Mind Your Firsts

I pay close attention to first lines. One of my writer aspirations is to have such a great first line that they’ll be begging me to use it in the “First Lines” section of Poets & Writers. I read that section, every month, scrutinizing the novel lines. Then whenever I start a new book, I look very closely at that first line, think about it.

Yesterday, I began a book with a terrible first line. I won’t go into deets here, although I can imagine myself in the future as a writing professor putting it up on the holographic board and asking my students to critique it for me. (Bless my husband, who actually asked me, “Well, what’s wrong with it?” Fun times.) It sent me on a mind spree about first lines and the reason you need–not a good one but–a great one.

Here it is.

You want people to read the book, right?

Think of it this way: your first line needs to propel the reader into the first paragraph. Your first paragraph needs to propel them through the first page. The first page, through the first chapter. And that first chapter? Through the first “section.” By then, they’ll know if they want to read the rest based on lots of different things about your writing and storytelling (including ends of chapters).

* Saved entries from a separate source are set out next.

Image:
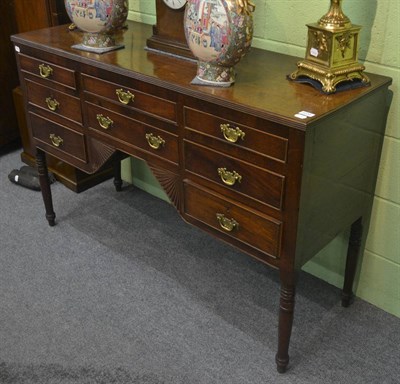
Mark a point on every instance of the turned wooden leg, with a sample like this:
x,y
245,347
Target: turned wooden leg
x,y
353,252
117,172
45,186
286,312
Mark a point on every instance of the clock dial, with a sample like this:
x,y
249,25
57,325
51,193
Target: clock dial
x,y
175,4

So, when editing you novel for eventual publication, this is where I think you need to concentrate some real effort: The first sentence. The first paragraph. The first page. The first chapter. The endings of chapters, especially the first several. The ending. As a novelist, you can never give as much attention to each sentence and word as you want to, and you would as a poet. But you can triage.

Here are my first lines, so far. (You can see, I am not the master of first lines, but I am trying.):

“Tow-headed Mikhail bent over the lifeless, flattened, bloodied chipmunk.” –Benevolent (2013)

“She had a perm. John didn’t know anything about those kinds of things, but he was surprised later to find out—when she came home one afternoon smelling of bitter plastic and fish—that what he had been running his fingers through and adoring splayed on his white, eyelet bed linen, was a ruse.” -The Family Elephant’s Jewels (2014)

“Cecily stood in the mud where the deep ruts crested at the side of the road and hardened into long, false hills, stony underneath but slick on the top.” or, from the forward, “Some call it the night of thieves and others call it the night of a hundred thieves.” –The Night of One Hundred Thieves (2014)

“Peter stood to the side, his fists shoved down into his hoodie pockets and his gaze wandering over the closest wall of the stairwell.” –Spin (draft)

“I would begin a story about me, Jonah, on the day that Mr. James came to stay with us.” –Frame 352 (draft)

“Her name was Mary. In her original life—at least, as far as Mary could ever tell, it was her original life—she was born in 1829.” The Marvelous Life of Mary McG (draft)

“The mess under Jimmy Bloum’s bed was thick and quite dusty.” –Rails (draft)

“The plan, for sixty years, was to drive off a coastal cliff in our car, clinging to each other in the front seat like Velcro monkeys.” The Last Book (draft)

 

One thought on “Mind Your Firsts

  1. You have some pretty good first lines but I think I liked this one the most: “Peter stood to the side, his fists shoved down into his hoodie pockets and his gaze wandering over the closest wall of the stairwell.” -Spin (draft) It sounds really mysterious and I am a curious person. My second choice is: “The plan, for sixty years, was to drive off a coastal cliff in our car, clinging to each other in the front seat like Velcro monkeys.” The Last Book (draft) — because I like the image of “Velcro monkeys.”